Poison pill - purposely putting in incorrect information that you seeded - if anyone else has it, they must have gotten it (directly or indirectly) from you.

Eg mapping (NAVTEQ/Mapquest/Tele-atlas) - they may put a little dead end road somewhere that doesn't really exist. If they find that dead-end road appearing anywhere else - someone must have ripped them off.

Eg business data - you can slightly modify an address (223 Elm Street instead of the correct 222 Elm Street), or slightly modify the name, or even just put in an incorrect listing.

This happens for all commercial-grade 'data', whatever be it. Data sellers usually do customized poison-pills for every customer, making it damn easy to trace back.

SEOPTI

10:35 pm on Oct 9, 2007 (gmt 0)

Thanks for the info AhmedF I did not know this.

I think it will be really really hard for superpages and local data brokers to find their poison pill because local is fragmented and 99.9% of local webmasters enjoy a nice -950 penalty and additionally 99% of local sites suffer the supplemental index syndrome due to the number of URLs reqired for getting traffic.

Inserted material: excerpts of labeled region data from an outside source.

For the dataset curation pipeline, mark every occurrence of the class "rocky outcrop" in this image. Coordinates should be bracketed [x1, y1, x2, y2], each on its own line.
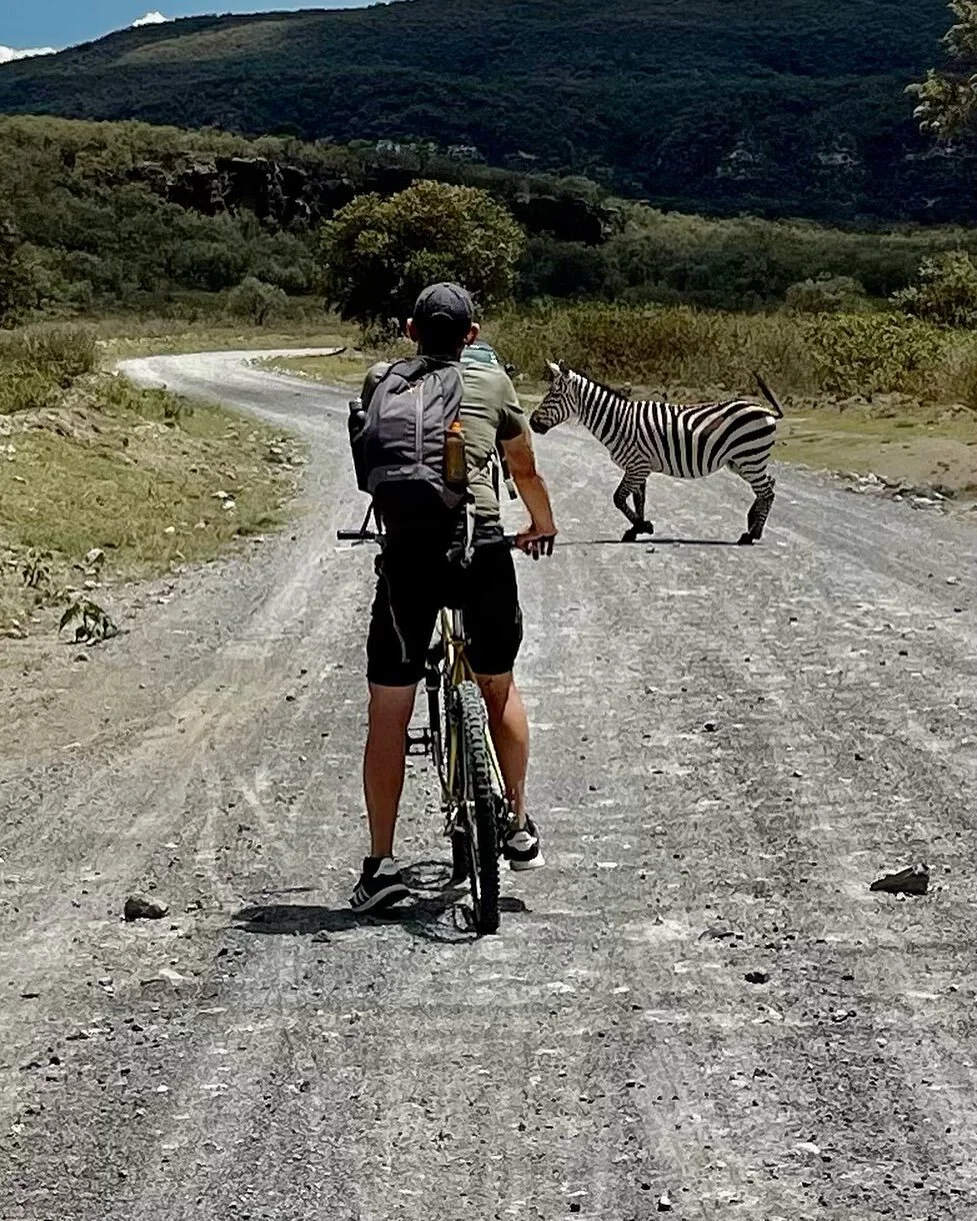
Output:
[129, 158, 616, 245]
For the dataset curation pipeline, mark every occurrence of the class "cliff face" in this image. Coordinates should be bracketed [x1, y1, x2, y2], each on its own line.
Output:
[128, 158, 614, 245]
[0, 0, 977, 225]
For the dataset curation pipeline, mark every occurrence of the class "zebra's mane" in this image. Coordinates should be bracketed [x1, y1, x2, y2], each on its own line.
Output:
[570, 369, 636, 403]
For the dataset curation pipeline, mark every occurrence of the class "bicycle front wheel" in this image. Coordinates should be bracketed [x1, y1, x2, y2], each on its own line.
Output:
[458, 683, 499, 935]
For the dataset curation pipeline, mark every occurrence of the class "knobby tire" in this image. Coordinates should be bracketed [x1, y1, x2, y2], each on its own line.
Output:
[458, 683, 498, 937]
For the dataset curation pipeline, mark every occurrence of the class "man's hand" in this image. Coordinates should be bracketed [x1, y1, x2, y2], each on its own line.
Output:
[515, 521, 558, 559]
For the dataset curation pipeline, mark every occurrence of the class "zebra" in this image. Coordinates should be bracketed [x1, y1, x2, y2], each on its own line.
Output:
[529, 363, 784, 546]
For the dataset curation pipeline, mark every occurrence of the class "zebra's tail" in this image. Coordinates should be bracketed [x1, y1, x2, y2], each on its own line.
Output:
[754, 370, 784, 420]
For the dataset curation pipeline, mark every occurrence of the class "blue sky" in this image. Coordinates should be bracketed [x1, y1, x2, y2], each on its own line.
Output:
[0, 0, 372, 49]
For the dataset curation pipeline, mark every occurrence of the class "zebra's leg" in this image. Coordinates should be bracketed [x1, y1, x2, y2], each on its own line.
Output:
[614, 471, 644, 542]
[631, 476, 655, 534]
[746, 479, 777, 542]
[729, 463, 777, 547]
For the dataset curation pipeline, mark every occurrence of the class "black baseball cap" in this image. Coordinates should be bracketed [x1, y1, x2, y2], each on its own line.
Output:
[414, 282, 475, 338]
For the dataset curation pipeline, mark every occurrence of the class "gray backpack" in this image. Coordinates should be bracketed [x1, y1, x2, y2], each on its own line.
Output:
[350, 357, 467, 531]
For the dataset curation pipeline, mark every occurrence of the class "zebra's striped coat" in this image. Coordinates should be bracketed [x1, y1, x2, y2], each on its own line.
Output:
[530, 365, 783, 543]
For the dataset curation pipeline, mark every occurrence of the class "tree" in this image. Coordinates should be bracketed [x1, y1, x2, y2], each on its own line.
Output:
[227, 276, 288, 326]
[320, 181, 525, 330]
[907, 0, 977, 140]
[0, 217, 37, 326]
[893, 250, 977, 327]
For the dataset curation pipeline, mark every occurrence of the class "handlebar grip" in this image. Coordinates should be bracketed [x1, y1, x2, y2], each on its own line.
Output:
[336, 530, 382, 542]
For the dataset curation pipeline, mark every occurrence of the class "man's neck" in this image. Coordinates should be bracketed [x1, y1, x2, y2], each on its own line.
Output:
[418, 344, 463, 361]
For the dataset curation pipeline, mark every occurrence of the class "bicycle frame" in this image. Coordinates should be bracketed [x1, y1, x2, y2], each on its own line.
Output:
[429, 608, 508, 833]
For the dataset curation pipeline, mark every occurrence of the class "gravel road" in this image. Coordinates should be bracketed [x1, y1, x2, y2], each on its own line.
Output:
[0, 353, 977, 1221]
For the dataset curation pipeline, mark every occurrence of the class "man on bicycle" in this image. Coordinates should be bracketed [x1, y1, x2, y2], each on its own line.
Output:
[350, 283, 557, 912]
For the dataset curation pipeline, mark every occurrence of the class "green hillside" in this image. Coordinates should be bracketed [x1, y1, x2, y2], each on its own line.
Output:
[0, 0, 977, 222]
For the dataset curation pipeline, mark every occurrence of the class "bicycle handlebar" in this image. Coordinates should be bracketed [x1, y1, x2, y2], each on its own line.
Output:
[336, 530, 553, 556]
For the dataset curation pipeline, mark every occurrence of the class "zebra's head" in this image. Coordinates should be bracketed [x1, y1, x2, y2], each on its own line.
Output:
[529, 361, 579, 436]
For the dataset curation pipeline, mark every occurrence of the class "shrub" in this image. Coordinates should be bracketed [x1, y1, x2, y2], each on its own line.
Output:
[320, 182, 525, 326]
[227, 276, 288, 326]
[784, 275, 868, 314]
[893, 250, 977, 327]
[0, 217, 38, 326]
[0, 325, 98, 387]
[804, 314, 946, 394]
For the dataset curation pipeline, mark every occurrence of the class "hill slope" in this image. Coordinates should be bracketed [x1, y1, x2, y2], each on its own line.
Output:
[0, 0, 977, 220]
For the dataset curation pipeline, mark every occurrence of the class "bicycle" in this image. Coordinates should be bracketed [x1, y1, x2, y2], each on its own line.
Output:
[336, 509, 534, 937]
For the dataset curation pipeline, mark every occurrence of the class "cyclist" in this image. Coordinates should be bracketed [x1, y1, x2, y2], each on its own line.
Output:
[350, 283, 557, 912]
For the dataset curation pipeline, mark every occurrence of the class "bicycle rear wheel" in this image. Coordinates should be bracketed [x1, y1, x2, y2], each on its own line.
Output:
[457, 683, 499, 935]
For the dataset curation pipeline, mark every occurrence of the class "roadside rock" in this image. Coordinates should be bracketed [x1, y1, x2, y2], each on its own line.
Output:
[868, 864, 929, 895]
[125, 895, 170, 923]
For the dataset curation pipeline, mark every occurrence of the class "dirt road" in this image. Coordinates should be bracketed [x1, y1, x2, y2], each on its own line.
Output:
[0, 353, 977, 1221]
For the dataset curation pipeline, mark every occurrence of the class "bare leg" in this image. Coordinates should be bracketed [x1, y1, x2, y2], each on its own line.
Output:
[479, 672, 529, 827]
[363, 683, 415, 857]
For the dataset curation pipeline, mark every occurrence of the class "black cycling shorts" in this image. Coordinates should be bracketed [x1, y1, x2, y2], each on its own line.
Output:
[366, 541, 523, 686]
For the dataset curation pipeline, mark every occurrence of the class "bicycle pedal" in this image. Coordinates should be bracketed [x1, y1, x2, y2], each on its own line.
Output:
[404, 726, 434, 758]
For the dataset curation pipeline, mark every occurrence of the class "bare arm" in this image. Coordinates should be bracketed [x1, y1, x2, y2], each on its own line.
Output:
[502, 432, 557, 546]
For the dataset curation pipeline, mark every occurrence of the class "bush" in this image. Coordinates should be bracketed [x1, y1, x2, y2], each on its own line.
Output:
[784, 276, 868, 314]
[893, 250, 977, 327]
[320, 182, 525, 327]
[227, 276, 288, 326]
[487, 304, 962, 402]
[0, 219, 38, 326]
[0, 326, 98, 387]
[804, 314, 946, 394]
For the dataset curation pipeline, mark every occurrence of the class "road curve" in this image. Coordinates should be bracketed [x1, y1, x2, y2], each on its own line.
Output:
[0, 353, 977, 1221]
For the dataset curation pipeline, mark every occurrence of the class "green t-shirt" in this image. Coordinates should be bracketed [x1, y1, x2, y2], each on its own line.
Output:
[360, 360, 529, 521]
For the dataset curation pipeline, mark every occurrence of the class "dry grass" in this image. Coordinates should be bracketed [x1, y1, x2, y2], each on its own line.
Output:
[0, 375, 297, 630]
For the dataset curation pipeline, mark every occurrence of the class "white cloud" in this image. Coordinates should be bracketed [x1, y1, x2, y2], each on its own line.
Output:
[0, 46, 55, 63]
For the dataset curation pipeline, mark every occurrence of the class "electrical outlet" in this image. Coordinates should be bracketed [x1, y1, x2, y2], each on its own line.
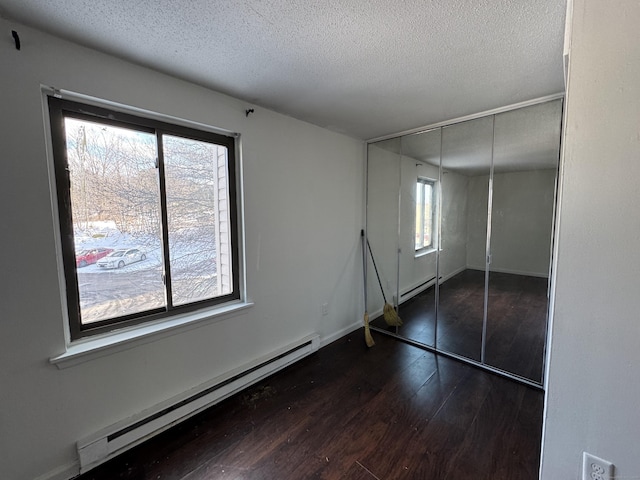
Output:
[582, 452, 613, 480]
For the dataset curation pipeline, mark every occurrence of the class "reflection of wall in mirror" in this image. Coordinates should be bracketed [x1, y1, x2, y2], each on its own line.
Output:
[467, 169, 556, 277]
[367, 144, 400, 314]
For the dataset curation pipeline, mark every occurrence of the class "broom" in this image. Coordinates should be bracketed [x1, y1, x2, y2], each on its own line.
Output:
[367, 238, 402, 327]
[360, 230, 376, 348]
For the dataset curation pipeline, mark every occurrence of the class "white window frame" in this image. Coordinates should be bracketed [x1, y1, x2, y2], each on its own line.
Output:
[43, 94, 245, 342]
[414, 177, 438, 256]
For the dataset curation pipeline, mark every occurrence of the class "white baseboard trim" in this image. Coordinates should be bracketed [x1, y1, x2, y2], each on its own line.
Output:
[77, 334, 320, 473]
[34, 462, 80, 480]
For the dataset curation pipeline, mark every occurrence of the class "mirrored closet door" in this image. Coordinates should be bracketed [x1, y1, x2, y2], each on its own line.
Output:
[367, 99, 562, 385]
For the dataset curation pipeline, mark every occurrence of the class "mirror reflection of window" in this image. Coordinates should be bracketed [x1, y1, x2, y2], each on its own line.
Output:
[415, 178, 436, 252]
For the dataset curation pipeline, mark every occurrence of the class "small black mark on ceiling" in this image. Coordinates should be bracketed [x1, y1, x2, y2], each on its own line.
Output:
[11, 30, 20, 50]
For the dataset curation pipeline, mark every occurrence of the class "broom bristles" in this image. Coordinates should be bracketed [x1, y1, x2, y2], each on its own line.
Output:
[384, 303, 402, 327]
[364, 312, 376, 348]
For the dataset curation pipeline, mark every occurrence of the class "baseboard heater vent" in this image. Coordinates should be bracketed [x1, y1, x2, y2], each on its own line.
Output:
[77, 334, 320, 473]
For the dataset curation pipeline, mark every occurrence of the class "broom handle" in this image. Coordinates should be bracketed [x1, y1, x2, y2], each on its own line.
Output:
[367, 238, 387, 303]
[360, 230, 367, 313]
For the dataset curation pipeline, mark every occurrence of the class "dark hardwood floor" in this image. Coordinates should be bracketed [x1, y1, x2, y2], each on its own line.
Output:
[79, 330, 543, 480]
[371, 270, 547, 382]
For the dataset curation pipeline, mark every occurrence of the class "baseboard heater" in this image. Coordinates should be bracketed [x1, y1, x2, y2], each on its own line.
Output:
[77, 334, 320, 473]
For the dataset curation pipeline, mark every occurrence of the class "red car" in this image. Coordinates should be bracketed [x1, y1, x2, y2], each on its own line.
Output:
[76, 248, 113, 267]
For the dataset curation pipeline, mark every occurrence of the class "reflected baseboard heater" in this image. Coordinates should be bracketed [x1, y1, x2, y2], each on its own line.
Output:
[77, 334, 320, 473]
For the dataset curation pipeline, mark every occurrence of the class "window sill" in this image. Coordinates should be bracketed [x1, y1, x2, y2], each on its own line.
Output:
[49, 302, 253, 369]
[414, 248, 436, 258]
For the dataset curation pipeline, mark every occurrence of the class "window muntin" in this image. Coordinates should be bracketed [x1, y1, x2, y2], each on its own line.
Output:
[49, 98, 240, 338]
[415, 178, 436, 252]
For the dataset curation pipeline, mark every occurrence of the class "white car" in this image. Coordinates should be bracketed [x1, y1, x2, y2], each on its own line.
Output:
[96, 248, 147, 268]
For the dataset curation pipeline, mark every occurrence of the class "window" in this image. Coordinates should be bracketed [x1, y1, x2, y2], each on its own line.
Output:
[416, 178, 436, 252]
[49, 97, 240, 339]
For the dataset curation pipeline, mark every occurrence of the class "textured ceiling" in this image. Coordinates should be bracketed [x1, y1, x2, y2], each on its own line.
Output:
[0, 0, 566, 139]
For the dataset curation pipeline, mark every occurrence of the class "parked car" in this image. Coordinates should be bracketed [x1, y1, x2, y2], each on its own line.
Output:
[76, 248, 113, 267]
[96, 248, 147, 268]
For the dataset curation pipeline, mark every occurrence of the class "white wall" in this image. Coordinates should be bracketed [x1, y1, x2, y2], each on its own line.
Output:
[0, 20, 364, 480]
[541, 0, 640, 480]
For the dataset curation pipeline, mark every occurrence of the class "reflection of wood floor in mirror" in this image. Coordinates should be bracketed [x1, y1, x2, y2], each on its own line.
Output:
[371, 270, 547, 382]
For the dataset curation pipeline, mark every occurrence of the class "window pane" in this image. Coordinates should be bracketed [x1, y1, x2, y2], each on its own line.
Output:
[416, 182, 424, 250]
[65, 117, 166, 324]
[162, 135, 232, 305]
[422, 183, 433, 247]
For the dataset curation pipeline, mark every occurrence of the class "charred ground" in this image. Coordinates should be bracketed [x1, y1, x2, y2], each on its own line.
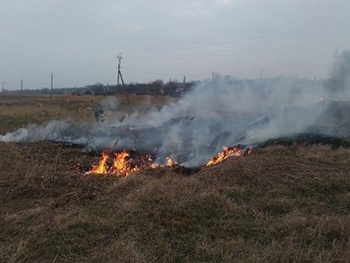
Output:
[0, 94, 350, 262]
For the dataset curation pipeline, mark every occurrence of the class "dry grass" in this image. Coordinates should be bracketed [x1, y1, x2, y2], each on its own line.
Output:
[0, 94, 350, 262]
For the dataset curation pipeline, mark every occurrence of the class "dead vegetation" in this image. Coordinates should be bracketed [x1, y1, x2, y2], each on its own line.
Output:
[0, 96, 350, 262]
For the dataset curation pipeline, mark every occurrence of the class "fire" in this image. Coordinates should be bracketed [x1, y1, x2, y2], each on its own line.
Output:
[81, 145, 251, 177]
[86, 150, 176, 177]
[205, 145, 251, 166]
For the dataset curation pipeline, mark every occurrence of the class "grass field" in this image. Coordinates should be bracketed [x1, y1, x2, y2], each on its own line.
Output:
[0, 96, 350, 263]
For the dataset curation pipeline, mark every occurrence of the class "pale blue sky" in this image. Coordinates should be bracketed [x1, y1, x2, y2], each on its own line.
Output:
[0, 0, 350, 90]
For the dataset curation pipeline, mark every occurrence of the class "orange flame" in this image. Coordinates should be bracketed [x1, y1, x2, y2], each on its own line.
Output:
[205, 146, 251, 166]
[85, 145, 251, 177]
[87, 151, 176, 177]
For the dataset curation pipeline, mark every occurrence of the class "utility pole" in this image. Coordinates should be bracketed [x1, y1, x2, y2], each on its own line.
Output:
[117, 53, 123, 87]
[50, 72, 53, 103]
[117, 53, 130, 104]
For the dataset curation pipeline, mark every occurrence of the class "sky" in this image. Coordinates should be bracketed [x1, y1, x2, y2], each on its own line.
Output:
[0, 0, 350, 90]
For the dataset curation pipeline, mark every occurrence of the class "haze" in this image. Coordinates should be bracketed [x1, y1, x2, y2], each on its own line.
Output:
[0, 0, 350, 90]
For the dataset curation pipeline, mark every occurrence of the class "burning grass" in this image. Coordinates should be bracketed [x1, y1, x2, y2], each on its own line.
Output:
[0, 94, 350, 263]
[0, 143, 350, 262]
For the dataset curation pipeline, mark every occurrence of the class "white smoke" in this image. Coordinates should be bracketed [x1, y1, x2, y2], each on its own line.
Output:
[0, 73, 344, 166]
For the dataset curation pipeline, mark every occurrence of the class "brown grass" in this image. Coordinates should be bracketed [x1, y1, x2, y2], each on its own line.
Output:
[0, 94, 350, 262]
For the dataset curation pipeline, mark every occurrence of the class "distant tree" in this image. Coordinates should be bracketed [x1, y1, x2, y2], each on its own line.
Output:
[89, 83, 104, 94]
[326, 50, 350, 92]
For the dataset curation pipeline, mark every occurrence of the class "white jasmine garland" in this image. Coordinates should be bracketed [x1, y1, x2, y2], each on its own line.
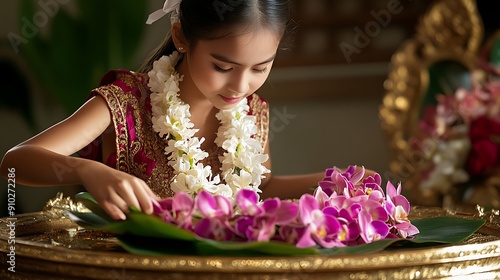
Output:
[148, 52, 269, 197]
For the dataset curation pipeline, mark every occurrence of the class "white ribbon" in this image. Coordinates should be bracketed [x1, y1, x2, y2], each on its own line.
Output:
[146, 0, 181, 24]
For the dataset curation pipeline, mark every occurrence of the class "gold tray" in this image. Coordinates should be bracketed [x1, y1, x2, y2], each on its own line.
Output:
[0, 207, 500, 280]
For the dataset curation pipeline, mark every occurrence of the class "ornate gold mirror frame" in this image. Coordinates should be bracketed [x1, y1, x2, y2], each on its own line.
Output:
[379, 0, 483, 205]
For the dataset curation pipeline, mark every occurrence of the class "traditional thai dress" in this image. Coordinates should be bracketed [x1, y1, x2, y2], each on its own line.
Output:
[80, 70, 269, 197]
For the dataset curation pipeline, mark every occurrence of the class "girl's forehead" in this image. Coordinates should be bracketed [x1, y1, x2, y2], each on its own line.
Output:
[196, 29, 280, 65]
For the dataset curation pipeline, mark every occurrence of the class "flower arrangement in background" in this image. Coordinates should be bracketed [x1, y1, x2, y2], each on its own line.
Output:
[150, 166, 419, 248]
[413, 70, 500, 201]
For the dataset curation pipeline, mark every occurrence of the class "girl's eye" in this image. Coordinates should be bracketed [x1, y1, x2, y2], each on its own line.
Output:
[253, 67, 267, 74]
[214, 64, 232, 73]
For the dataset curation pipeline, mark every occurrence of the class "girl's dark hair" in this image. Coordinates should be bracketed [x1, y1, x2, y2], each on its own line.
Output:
[138, 0, 291, 73]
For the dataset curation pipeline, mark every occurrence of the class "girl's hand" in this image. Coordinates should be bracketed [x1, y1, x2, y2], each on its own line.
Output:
[81, 162, 158, 220]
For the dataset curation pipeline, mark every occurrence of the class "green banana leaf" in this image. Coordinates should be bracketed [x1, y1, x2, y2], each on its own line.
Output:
[67, 193, 485, 256]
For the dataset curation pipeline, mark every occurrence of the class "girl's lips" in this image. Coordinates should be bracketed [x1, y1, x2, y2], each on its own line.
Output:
[220, 95, 241, 104]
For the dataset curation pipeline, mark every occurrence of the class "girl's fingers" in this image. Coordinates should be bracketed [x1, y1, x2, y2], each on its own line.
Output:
[102, 201, 127, 220]
[137, 182, 156, 214]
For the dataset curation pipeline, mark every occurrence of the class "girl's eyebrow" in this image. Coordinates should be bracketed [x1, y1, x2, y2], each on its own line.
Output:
[210, 53, 276, 66]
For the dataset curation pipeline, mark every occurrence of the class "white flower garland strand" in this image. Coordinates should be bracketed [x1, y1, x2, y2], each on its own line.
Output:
[148, 52, 270, 198]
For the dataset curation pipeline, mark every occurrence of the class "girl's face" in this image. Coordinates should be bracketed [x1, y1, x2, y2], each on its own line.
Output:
[184, 29, 279, 109]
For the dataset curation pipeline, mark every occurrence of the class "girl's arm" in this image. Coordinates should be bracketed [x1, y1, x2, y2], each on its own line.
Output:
[0, 96, 155, 219]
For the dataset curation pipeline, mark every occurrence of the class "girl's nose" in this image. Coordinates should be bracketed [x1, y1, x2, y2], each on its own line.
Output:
[227, 73, 250, 95]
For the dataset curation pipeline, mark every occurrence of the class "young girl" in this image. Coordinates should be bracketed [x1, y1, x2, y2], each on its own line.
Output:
[1, 0, 336, 219]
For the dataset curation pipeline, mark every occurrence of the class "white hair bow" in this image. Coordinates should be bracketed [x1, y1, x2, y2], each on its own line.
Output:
[146, 0, 181, 24]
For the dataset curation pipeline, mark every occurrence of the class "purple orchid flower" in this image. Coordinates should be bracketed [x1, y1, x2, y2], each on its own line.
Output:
[359, 210, 389, 243]
[297, 194, 343, 248]
[385, 182, 420, 238]
[235, 194, 299, 241]
[195, 190, 233, 220]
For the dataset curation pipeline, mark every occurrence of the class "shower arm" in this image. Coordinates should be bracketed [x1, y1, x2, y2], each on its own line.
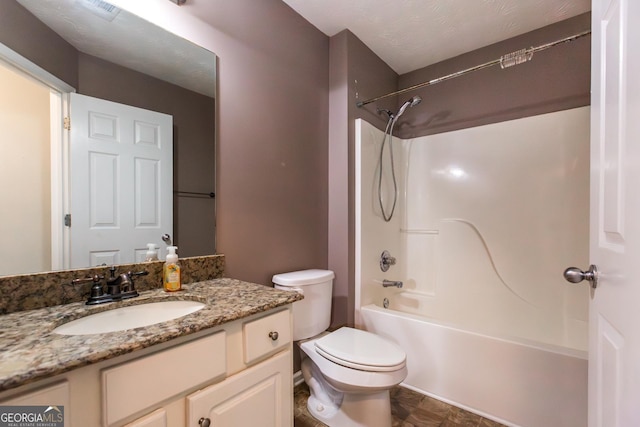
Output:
[356, 30, 591, 108]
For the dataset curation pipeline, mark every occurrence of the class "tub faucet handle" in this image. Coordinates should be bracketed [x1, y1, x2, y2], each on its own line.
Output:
[380, 249, 396, 272]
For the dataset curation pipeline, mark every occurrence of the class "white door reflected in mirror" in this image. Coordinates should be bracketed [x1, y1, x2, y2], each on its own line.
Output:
[70, 93, 173, 268]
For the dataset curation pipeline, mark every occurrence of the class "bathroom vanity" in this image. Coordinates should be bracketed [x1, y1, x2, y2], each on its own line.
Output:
[0, 279, 302, 427]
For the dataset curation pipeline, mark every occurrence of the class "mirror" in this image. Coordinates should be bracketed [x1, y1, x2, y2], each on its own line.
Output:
[0, 0, 216, 276]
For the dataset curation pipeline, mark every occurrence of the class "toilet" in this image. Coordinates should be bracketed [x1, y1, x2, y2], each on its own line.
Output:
[273, 269, 407, 427]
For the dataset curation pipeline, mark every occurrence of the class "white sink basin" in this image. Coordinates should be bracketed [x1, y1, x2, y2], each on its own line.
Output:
[53, 300, 204, 335]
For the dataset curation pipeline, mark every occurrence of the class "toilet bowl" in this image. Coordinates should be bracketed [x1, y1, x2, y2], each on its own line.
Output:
[273, 270, 407, 427]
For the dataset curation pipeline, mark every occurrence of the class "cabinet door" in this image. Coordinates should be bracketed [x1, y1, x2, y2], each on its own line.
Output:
[187, 351, 293, 427]
[125, 408, 167, 427]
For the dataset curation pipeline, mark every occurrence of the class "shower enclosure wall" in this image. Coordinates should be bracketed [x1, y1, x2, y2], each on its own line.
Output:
[356, 107, 589, 426]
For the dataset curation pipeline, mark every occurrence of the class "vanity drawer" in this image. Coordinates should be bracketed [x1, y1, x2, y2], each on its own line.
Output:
[242, 310, 291, 365]
[102, 331, 227, 425]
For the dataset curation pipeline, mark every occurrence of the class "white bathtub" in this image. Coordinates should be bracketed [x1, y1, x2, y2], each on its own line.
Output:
[358, 304, 587, 427]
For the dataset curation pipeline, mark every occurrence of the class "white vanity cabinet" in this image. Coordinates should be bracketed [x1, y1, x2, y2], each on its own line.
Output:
[187, 311, 293, 427]
[0, 305, 293, 427]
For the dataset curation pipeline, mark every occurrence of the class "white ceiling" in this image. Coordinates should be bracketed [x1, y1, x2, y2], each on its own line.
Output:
[283, 0, 591, 74]
[13, 0, 216, 97]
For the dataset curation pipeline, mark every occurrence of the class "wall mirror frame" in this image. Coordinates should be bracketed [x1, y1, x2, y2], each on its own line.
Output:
[0, 0, 217, 276]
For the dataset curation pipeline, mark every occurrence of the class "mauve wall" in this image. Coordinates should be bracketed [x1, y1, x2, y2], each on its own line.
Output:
[179, 0, 329, 285]
[328, 30, 398, 327]
[398, 13, 591, 138]
[0, 0, 78, 87]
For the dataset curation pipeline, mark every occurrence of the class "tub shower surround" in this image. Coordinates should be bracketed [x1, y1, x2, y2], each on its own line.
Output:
[356, 107, 589, 427]
[0, 255, 225, 315]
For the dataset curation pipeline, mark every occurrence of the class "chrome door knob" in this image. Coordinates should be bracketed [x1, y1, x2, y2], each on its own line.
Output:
[564, 264, 598, 289]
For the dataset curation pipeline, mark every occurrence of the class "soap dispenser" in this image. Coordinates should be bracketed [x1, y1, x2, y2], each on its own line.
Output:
[163, 246, 182, 292]
[144, 243, 158, 262]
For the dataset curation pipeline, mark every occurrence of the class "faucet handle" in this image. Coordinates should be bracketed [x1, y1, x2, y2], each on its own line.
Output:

[edited by: SEOPTI at 10:36 pm (utc) on Oct. 9, 2007]

AhmedF

4:14 pm on Oct 10, 2007 (gmt 0)

Well - all they do is search Google or Yahoo or MSN for the invalid address/name/whatever, and any site that comes up is using their data.

Cross reference with their customer URLs and voila - you have a list of sites using your data when they shouldn't be :)